I am a Māori woman who weeps when I hear the words, Ōrākau, Rangiaowhia, Rangiriri, Meremere; this tragic roll call of almost incomprehensible pain and loss. When I drive down Great South Road to the Waikato, I imagine the beat of horse’s hooves and the tramp of soldier’s boots and I feel a catch in my throat.
Recently, during a staff-room lunch break with colleagues in my Faculty, a debate sprang up about teaching about violent histories. They had been talking about the reluctance of the New Zealand Ministry of Education to position New Zealand’s colonial history as a central component of the school curriculum.
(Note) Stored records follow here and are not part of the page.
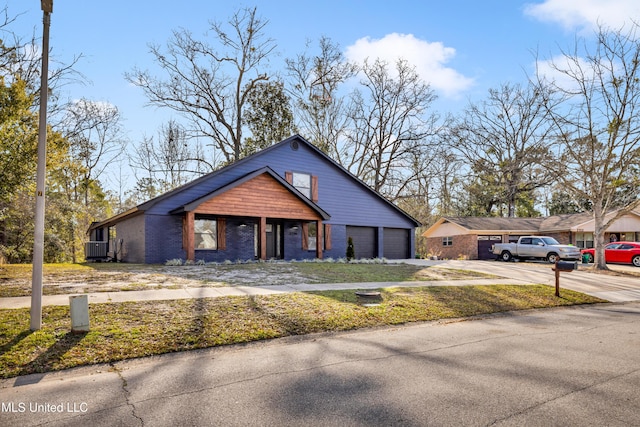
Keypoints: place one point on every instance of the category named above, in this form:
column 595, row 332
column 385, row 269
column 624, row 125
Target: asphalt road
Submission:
column 567, row 366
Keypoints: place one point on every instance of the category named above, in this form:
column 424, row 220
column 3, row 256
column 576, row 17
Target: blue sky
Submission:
column 461, row 47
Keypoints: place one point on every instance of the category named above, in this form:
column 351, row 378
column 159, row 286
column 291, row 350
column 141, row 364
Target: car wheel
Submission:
column 506, row 256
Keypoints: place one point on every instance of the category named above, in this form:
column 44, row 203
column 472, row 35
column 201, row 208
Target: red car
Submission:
column 618, row 253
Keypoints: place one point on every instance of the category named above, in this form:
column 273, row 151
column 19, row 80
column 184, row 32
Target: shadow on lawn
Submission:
column 8, row 346
column 47, row 361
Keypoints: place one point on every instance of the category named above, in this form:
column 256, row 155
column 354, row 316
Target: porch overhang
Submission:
column 262, row 195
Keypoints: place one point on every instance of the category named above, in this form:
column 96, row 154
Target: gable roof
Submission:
column 295, row 139
column 248, row 177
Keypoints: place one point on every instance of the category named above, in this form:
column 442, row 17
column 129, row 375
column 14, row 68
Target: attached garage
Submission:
column 484, row 246
column 396, row 243
column 365, row 241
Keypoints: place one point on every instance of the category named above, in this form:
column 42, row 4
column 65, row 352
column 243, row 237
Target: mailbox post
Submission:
column 564, row 266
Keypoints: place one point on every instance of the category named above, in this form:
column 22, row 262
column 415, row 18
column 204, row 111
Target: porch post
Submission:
column 189, row 237
column 319, row 239
column 263, row 238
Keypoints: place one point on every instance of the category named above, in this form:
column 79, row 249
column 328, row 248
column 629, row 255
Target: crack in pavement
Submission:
column 569, row 393
column 127, row 393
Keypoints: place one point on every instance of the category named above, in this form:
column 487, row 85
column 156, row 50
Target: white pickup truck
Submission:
column 540, row 247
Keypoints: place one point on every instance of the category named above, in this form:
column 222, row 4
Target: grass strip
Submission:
column 135, row 329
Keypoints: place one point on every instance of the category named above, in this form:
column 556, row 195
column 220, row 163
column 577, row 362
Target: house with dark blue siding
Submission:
column 289, row 201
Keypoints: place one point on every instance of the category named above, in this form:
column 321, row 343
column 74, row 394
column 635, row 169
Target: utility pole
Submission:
column 38, row 241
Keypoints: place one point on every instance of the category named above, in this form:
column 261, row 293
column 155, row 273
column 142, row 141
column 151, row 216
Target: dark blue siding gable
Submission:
column 345, row 198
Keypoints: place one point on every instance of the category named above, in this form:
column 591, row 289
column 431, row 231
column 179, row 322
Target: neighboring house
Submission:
column 289, row 201
column 472, row 237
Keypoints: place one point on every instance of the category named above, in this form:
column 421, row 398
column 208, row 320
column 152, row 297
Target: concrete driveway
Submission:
column 608, row 287
column 577, row 366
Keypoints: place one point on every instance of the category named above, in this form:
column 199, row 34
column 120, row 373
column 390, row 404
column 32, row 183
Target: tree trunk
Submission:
column 598, row 237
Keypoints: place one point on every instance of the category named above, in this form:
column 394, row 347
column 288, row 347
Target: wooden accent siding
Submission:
column 189, row 238
column 262, row 196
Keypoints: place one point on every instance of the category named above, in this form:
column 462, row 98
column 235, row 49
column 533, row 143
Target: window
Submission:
column 206, row 233
column 312, row 235
column 302, row 182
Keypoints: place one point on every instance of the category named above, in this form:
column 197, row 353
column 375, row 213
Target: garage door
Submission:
column 484, row 246
column 364, row 241
column 396, row 243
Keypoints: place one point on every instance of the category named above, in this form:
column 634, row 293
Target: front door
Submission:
column 274, row 240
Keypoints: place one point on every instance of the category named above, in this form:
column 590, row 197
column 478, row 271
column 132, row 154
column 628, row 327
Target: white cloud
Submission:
column 428, row 58
column 586, row 14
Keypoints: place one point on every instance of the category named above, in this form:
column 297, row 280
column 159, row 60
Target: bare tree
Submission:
column 209, row 84
column 504, row 140
column 167, row 162
column 314, row 87
column 94, row 130
column 597, row 124
column 390, row 122
column 20, row 58
column 268, row 117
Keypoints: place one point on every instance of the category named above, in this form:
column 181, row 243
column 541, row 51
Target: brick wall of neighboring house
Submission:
column 463, row 246
column 563, row 238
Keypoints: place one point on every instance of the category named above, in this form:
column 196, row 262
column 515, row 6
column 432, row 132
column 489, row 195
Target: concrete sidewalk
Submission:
column 214, row 292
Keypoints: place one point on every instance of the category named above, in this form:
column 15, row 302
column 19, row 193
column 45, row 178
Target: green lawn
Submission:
column 15, row 280
column 129, row 330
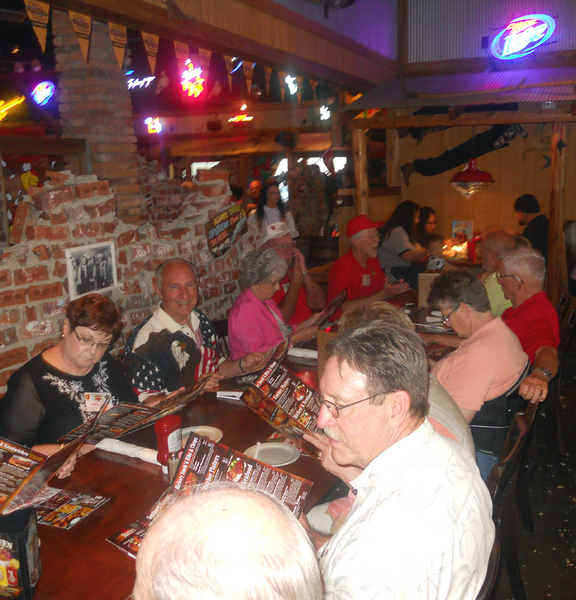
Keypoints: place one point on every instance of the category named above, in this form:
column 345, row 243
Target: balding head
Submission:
column 494, row 245
column 228, row 544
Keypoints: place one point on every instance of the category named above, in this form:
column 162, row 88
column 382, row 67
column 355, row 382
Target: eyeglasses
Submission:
column 91, row 343
column 334, row 410
column 445, row 319
column 500, row 276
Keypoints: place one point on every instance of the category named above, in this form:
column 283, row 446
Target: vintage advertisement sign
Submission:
column 222, row 230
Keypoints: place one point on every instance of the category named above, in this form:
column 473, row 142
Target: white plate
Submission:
column 303, row 353
column 213, row 434
column 274, row 454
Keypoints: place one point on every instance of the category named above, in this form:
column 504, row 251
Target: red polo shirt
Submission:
column 535, row 322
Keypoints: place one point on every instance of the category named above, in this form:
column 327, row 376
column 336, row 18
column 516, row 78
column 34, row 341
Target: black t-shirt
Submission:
column 42, row 403
column 536, row 232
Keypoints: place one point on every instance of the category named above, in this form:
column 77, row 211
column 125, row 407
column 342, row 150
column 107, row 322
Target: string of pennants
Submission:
column 39, row 13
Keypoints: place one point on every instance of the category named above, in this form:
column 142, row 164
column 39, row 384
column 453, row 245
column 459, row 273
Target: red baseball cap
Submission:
column 360, row 223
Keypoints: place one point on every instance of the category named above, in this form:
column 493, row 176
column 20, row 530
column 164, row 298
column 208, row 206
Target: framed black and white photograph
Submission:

It was one of those conversations that started casually enough but ended in fiery denunciations and a string of reply-to-all emails that lasted through the afternoon. Someone had brought in a basket of feijoas† from their garden and I tucked into them as the debate unfolded at the other end of the table (I’ve published on this debate so my views are already known to my colleagues).
It is arguably true that the past is a story about grandmothers. Part of my own past can be found in a spiral-bound 8B8 exercise book with a red cover that my mother keeps in a drawer by her bed. A couple of years before her death my grandmother bought the exercise book from the corner shop down the road and in her cramped, arthritic hand, she wrote the story of her life.